Bearing: Concave Size A

Materials: Stainless Steel, Brass and Copper

Knuckle roller mode:

Max diameter: 22.5 mm

Length: 61 mm

Weight: 53.2 gr

Body: Aluminum

Beads: Stainless Steel, Brass and Copper

The KnuckleYo pushed our very own limits in creating a knuckle roller that is capable in turning into a yoyo—hmmm we are not sure now if it was the other way around: a yoyo that is capable in turning into a knuckle roller?

The initial challenge we hit right away was the weight and dimensions the KnuckleYo needed to have in other to be functional as a yoyo and as a knuckle roller. We played around with different dimensions, shapes and materials. Some worked perfectly, some just did not such as Titanium. One of prototypes we made out of titanium did not perform the best as a yoyo. The limitations of the dimensions and its density did not play well.

For such reasons, we ended up using only Stainless Steel, Brass and Copper. All of them have similar densities but different enough to have a different weight distribution for each material. In other words, although the weight is the pretty much the same, each material variation has a slightly different weight distribution.

The other challenge we had was in the designing part. We wanted to have thin walls with thick rims but the size of the cup prevented to use standard tooling.
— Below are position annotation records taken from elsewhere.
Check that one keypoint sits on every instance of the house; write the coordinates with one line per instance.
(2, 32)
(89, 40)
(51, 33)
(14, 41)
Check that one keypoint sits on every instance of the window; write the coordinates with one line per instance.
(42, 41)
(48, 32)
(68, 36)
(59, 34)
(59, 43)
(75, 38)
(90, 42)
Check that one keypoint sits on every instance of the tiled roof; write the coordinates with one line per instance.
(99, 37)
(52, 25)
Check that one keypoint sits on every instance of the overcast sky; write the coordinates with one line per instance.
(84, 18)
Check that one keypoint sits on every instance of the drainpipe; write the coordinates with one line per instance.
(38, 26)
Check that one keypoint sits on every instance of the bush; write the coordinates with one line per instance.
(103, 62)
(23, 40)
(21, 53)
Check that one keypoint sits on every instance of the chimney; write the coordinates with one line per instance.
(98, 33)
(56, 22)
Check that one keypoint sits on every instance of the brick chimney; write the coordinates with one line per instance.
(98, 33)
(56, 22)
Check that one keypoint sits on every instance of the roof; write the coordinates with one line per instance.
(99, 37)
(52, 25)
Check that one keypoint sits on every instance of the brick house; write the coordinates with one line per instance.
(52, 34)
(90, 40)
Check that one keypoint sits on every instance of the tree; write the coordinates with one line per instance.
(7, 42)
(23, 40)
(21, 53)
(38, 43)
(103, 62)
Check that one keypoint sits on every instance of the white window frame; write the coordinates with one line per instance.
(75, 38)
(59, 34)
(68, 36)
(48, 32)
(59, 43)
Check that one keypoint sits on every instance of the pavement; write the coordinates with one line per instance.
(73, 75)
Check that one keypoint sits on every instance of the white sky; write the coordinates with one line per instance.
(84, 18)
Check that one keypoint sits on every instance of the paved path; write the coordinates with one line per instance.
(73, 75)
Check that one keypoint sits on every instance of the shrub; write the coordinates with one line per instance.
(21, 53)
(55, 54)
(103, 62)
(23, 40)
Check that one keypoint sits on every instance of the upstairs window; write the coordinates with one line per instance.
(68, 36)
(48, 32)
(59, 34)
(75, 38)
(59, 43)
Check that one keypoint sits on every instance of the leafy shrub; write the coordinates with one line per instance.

This of course led us to work with the machinist and create customized tooling.

The initial idea was to accommodate begleri as part of the features by using a 275 paracord that fit the M4 hole size no problem. It worked perfectly. The problem we had was that the axle was going through the cup side making the yoyo assembly a little bit frustrating. For such reason we ended up adding a stop to prevent the axle to go to the side of the cup, but that reduced the diameter of the ending part of the axle hole. For such reason, a <2mm diameter paracord could do the trick to turn the KnuckleYo in begleri.

For the engine of the yoyo, we did not want to use a mini bearing. We wanted instead to use a a bearing size that had a good performance and that was easy to find out there in the market. At the same time, we wanted the bearing to be concave to some how reduce the friction of the string with the pads. We ended up choosing an A size bearing and customized pads to properly fit the bearing and yoyo dimensions—by the way, our Throw Key can also remove this bearing if it gets stuck ;)

Playing with a mini yoyo is challenging. This is not the exception but definitely has great stability to perform complex tricks and to improve your yoyo accuracy. One element that definitely is key with this throw is the string, we tested several combinations in terms of materials, length and thickness along with Zipline to find the perfect match that suited the KnuckleYo not only from the performance perspective, but also from the winding up and binding perspectives.When not in yoyo mode, you can toss it in your pocket and start using it as a knuckle roller practically anywhere yo go.

This project made us connecting with different people with different skills to test the prototypes and to receive feedback after testing them. We would like to thank them all for their time and extraordinary response that helped us to develop this project.

As we always say, let nothing hold you down.